WASHINGTON – The recent announcement by a local U.S. wireless network operator to abandon the open 5G network technology initiated by the U.S. government in recent years in favor of redeploying legacy 5G equipment is a potentially worrisome sign for the U.S. push for an “Open Radio Access Network” (O-RAN) architecture to replace Huawei equipment.

华盛顿 — 最近美国一家地方无线网络运营商宣布放弃美国政府近年来发起的开放式5G网络技术,转而重新部署传统的5G设备,这对美国大力推动“开放式无线电接入网”(Open Radio Access Network,O-RAN)构架来替代华为设备的努力来说无疑不失为一个潜在的令人担忧的迹象。

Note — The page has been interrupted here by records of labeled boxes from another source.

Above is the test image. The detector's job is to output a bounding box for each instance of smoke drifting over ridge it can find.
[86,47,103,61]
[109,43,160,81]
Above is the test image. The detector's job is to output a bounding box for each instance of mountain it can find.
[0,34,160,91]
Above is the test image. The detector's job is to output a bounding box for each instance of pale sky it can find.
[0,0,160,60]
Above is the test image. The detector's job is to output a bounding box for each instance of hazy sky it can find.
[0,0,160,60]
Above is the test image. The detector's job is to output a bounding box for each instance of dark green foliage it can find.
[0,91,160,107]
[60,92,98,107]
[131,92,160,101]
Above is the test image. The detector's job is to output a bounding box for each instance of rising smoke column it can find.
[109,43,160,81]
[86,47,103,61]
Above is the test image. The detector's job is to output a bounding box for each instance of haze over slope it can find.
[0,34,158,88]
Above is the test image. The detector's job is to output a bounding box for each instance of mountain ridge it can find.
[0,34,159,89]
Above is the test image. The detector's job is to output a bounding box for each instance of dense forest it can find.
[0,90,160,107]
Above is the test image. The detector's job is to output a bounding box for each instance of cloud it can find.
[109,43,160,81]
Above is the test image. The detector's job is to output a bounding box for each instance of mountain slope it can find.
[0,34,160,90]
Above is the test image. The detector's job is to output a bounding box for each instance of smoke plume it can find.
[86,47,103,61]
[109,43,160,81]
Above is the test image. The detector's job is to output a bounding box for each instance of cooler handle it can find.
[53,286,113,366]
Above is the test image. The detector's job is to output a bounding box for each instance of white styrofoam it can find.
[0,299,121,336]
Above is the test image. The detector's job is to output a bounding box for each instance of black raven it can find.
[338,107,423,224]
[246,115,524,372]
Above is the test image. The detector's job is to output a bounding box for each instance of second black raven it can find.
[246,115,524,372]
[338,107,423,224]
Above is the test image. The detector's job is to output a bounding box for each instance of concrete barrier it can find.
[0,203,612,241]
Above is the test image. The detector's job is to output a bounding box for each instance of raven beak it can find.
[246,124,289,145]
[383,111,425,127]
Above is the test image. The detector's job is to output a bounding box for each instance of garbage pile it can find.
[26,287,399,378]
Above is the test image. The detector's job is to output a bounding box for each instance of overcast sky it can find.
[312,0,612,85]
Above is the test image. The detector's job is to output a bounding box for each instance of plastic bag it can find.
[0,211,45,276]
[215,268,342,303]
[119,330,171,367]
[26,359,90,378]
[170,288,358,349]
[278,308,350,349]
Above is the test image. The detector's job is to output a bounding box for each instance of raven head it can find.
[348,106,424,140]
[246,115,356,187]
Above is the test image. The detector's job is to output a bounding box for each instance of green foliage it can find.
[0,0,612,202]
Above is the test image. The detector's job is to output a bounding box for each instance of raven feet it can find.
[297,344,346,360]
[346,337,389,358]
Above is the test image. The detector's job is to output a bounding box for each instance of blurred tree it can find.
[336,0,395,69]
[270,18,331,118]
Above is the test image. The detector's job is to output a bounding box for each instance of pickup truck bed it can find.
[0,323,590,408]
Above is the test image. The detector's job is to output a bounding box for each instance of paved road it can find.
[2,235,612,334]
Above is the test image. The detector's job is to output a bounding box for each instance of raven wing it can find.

From former President Trump to the current Biden administration, the U.S. has launched several rounds of sanctions against Huawei since 2019 and has warned other countries not to use Huawei-related products. In the great power game competition between the U.S. and China, the Huawei dispute is not only about who will dominate the next generation of mobile communications technology, but also a concentrated reflection of the battle for technological and even geopolitical influence between the two countries. After several years of unremitting efforts by the two governments, analysts say that, in general, the United States cutting off the Huawei chip supply and other measures have been quite successful, but also still faces many serious challenges. In addition, the United States to replace Huawei equipment and strongly advocate the open O-RAN architecture also needs to be further tested in the market.


High hopes for O-RAN


Cellcom, a provider of network services in Wisconsin and Michigan, began deploying O-RAN network equipment in 2018 and was one of the first companies in the U.S. to begin practicing the emerging concept. But the company recently said it decided to abandon its efforts in this open source and open concept-based network technology solution after several years of effort due to issues such as cost and equipment availability.